Pensions and savings for younger people

Category: Financial planning, News

More and more young people are now saving into a pension, but it can be a confusing affair and it’s easy to become disengaged with the subject if you’re not sure of how it all works.

The sooner you start taking an interest in your pension (and what it means for your future) the better – and there’s no time like the present. Here are our top tips for saving into a pension and improving your overall saving habits.

Think about your retirement

No matter what stage of your life (or your career) you’re in, it’s important to be considering your retirement. It’s a milestone you should be preparing for throughout your entire working life – even as early as your twenties.

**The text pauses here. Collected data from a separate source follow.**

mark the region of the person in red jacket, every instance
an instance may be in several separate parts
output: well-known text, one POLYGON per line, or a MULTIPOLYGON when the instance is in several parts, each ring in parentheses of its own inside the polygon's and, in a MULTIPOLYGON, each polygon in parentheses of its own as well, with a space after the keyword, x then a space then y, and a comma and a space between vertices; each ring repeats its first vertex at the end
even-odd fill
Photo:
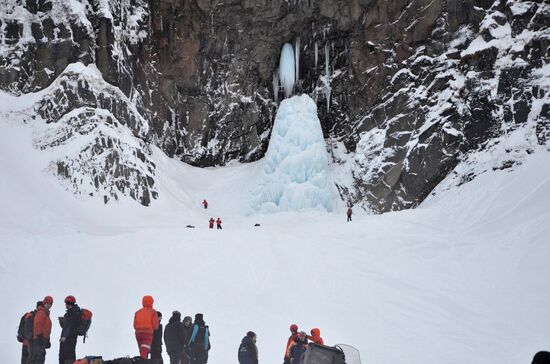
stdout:
POLYGON ((347 215, 348 215, 348 221, 347 222, 351 221, 351 214, 353 214, 353 210, 351 209, 351 205, 350 205, 348 207, 348 212, 347 212, 347 215))
POLYGON ((290 337, 286 342, 284 364, 290 363, 289 349, 297 337, 298 337, 298 325, 292 324, 290 325, 290 337))
POLYGON ((157 311, 153 308, 153 297, 143 296, 143 308, 134 315, 134 330, 139 347, 139 355, 147 359, 153 343, 153 332, 159 327, 157 311))
POLYGON ((206 199, 202 200, 202 205, 204 206, 204 209, 206 210, 208 208, 208 201, 206 201, 206 199))
POLYGON ((208 227, 210 227, 210 229, 213 229, 214 228, 214 223, 216 221, 214 220, 213 217, 210 218, 210 220, 208 221, 208 227))
POLYGON ((308 340, 319 345, 325 345, 323 338, 321 337, 321 330, 318 328, 311 329, 311 336, 308 336, 308 340))
POLYGON ((30 343, 30 364, 44 364, 46 361, 46 349, 49 349, 50 334, 52 333, 52 320, 50 320, 50 308, 53 298, 46 296, 42 300, 42 306, 38 307, 34 315, 34 333, 30 343))
POLYGON ((222 228, 222 220, 218 217, 216 220, 216 229, 221 230, 222 228))

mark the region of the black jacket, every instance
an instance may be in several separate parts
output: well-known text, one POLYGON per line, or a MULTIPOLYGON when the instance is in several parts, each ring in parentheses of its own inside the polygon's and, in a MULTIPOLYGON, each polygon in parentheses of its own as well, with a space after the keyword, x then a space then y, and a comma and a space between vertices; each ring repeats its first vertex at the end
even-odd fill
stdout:
POLYGON ((162 353, 162 324, 153 331, 153 343, 151 344, 151 355, 162 353))
POLYGON ((179 316, 170 317, 170 321, 168 321, 166 329, 164 329, 164 343, 166 344, 166 352, 168 353, 183 352, 185 332, 180 318, 179 316))
POLYGON ((189 349, 193 353, 200 351, 209 351, 210 350, 210 330, 206 325, 194 324, 191 329, 191 337, 189 338, 189 349), (193 337, 193 332, 196 331, 195 337, 193 337), (205 342, 206 340, 206 342, 205 342))
POLYGON ((238 355, 240 364, 258 364, 258 348, 248 336, 243 338, 238 355))
POLYGON ((64 338, 75 338, 77 336, 76 329, 80 325, 82 311, 78 305, 73 305, 69 307, 61 323, 61 337, 64 338))

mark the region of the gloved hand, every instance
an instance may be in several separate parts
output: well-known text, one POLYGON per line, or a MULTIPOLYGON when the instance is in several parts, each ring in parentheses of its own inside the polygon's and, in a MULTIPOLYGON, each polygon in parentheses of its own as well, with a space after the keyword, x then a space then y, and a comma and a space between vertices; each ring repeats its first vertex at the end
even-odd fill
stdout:
POLYGON ((36 342, 40 346, 44 345, 44 336, 38 335, 36 339, 34 339, 34 342, 36 342))
POLYGON ((46 349, 49 349, 49 348, 52 347, 52 343, 50 342, 50 339, 49 339, 49 338, 46 339, 46 342, 45 342, 44 347, 45 347, 46 349))
POLYGON ((19 336, 17 335, 17 341, 19 341, 20 343, 22 343, 24 340, 23 340, 23 337, 22 336, 19 336))

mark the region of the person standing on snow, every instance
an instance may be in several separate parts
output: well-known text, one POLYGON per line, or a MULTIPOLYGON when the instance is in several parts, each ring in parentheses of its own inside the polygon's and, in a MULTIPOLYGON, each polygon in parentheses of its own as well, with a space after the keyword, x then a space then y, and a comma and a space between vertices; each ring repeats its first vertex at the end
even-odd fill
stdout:
POLYGON ((351 205, 350 205, 348 207, 348 212, 347 212, 347 215, 348 215, 348 221, 347 222, 351 221, 351 214, 353 214, 353 210, 351 209, 351 205))
MULTIPOLYGON (((29 361, 29 351, 30 351, 30 342, 32 341, 32 337, 34 336, 34 332, 30 332, 30 327, 28 327, 27 335, 25 335, 25 322, 29 322, 29 320, 33 321, 34 326, 34 317, 36 315, 36 311, 40 306, 42 306, 42 301, 36 302, 36 308, 33 311, 26 312, 22 317, 21 321, 19 321, 19 328, 17 329, 17 341, 19 341, 21 346, 21 364, 27 364, 29 361)), ((29 324, 27 324, 29 325, 29 324)))
POLYGON ((206 201, 206 199, 202 200, 202 205, 204 206, 204 209, 206 210, 208 208, 208 201, 206 201))
POLYGON ((153 333, 159 327, 159 317, 153 308, 155 300, 151 296, 143 296, 141 300, 143 308, 134 315, 134 330, 139 347, 139 355, 147 359, 153 343, 153 333))
POLYGON ((151 362, 154 364, 164 364, 162 360, 162 313, 157 311, 159 326, 153 331, 153 342, 151 343, 151 362))
POLYGON ((53 298, 46 296, 42 305, 36 309, 33 320, 33 335, 29 343, 29 364, 44 364, 46 361, 46 349, 51 347, 50 334, 52 333, 52 320, 50 309, 53 298))
POLYGON ((181 313, 173 311, 172 317, 168 321, 164 330, 164 343, 166 352, 170 357, 170 364, 180 364, 183 355, 185 336, 183 323, 181 322, 181 313))
POLYGON ((222 229, 222 220, 219 217, 216 220, 216 229, 218 229, 218 230, 222 229))
POLYGON ((59 340, 59 364, 73 364, 76 360, 76 330, 80 325, 82 312, 76 304, 74 296, 65 297, 65 308, 67 312, 59 317, 59 324, 62 327, 61 339, 59 340))
POLYGON ((302 362, 302 355, 307 349, 307 334, 303 331, 298 333, 298 337, 294 339, 294 342, 290 345, 288 350, 288 356, 290 357, 291 364, 300 364, 302 362))
POLYGON ((290 363, 289 349, 290 349, 290 346, 292 345, 292 343, 294 342, 294 340, 297 337, 298 337, 298 325, 292 324, 292 325, 290 325, 290 337, 288 338, 288 340, 286 342, 284 364, 289 364, 290 363))
POLYGON ((247 332, 241 341, 238 358, 239 364, 258 364, 258 347, 256 346, 256 334, 254 332, 247 332))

While you don’t necessarily need to set solid goals just yet, you should have a rough idea of what you’d like to achieve:

  • What age would you ideally like to retire?
  • How much would you need to make that happen?
  • What kind of lifestyle would you like to live?

Of course, this is all subject to change, but having a vision can help you stay motivated and keep your savings on track. Knowing that you’re regularly putting away for your future can also significantly improve your financial wellbeing and confidence.

Contribute to a Workplace Pension (and bump up your contributions)

Thanks to auto-enrolment, if you’re in full time employment you’ll likely already have a Workplace Pension. While it can be tempting to think of using that money for something more immediate, it’s crucial that you don’t opt-out, as this essentially means missing out on money from employer contributions, investment returns and tax relief.

It’s also important to understand your contributions and see if you can afford to increase them. The truth is that the minimum contribution of 8% (5% from you plus 3% from your employer) under auto-enrolment is unlikely to be enough to maintain the lifestyle you’d like, so you might want to consider bumping them up. Even a small increase can have a huge impact on your overall savings.

If you’re not sure whether you have a Workplace Pension, or you want to discuss changing your contributions, speak to your employer.

Keep an eye on your pension

It’s not enough to just pay into your pension. To really get the most out of it, you need to regularly track it to make sure it aligns with your plans for the future.

It’s likely that many people in their twenties don’t know how exactly how much is in their pension, and being in the dark isn’t conducive to success. Make a commitment to review your pension regularly – at least once a year.

In your younger years, you’re also more likely to switch between jobs, meaning you’ll amass a number of different pensions each with different amounts in. This can get confusing trying to keep track of all of them, so you might want to consider consolidating them into one. Be sure to check the respective fees and returns before you do.

Make saving a habit

Not everyone is naturally good at saving. Those who do it well do so because it’s become second nature, so you need to make it a habit.

Be disciplined with your savings contributions, and always ‘pay yourself first’. If you wait until the end of the month and save what you have left over, you’ll probably not have much to contribute. By paying into your savings at the start of every month, you’ll more easily adjust to having less to spend.

Technology is helping to make subconscious saving even easier. The introduction of apps such as Monzo, Tandem and Moneybox allows you to round up your purchases to the nearest pound, with the spare change going into a savings pot.

Escalate your savings annually

Regular saving is great, but it’s even better when you can do it incrementally. Where possible, try to opt to have the amount you save each month escalate annually. This way you will benefit from compounding rates of return, and the chances are you’ll hardly notice the difference in net pay as this will most likely increase each year too.

Be realistic

With all of that said, you should still be realistic. Make sure you still make allowances in your budget for fun and some luxury purchases, otherwise you’ll quickly become disheartened.

The most important thing is simply sticking to a plan. If you try to save too much from the start, you’re more likely to break the plan later and either withdraw from these savings or stop making the contributions. Make sure your plan is realistic and something you can commit to in the long-term, and you’re unlikely to have many problems.

Saving for the future doesn’t have to be hard. By laying the foundations early on and forging habits you can stick to, you can easily improve your financial security and secure the retirement you’d like.

Please note: The value of your investment can go down as well as up and you may not get back the full amount you invested. Past performance is not a reliable indicator of future performance.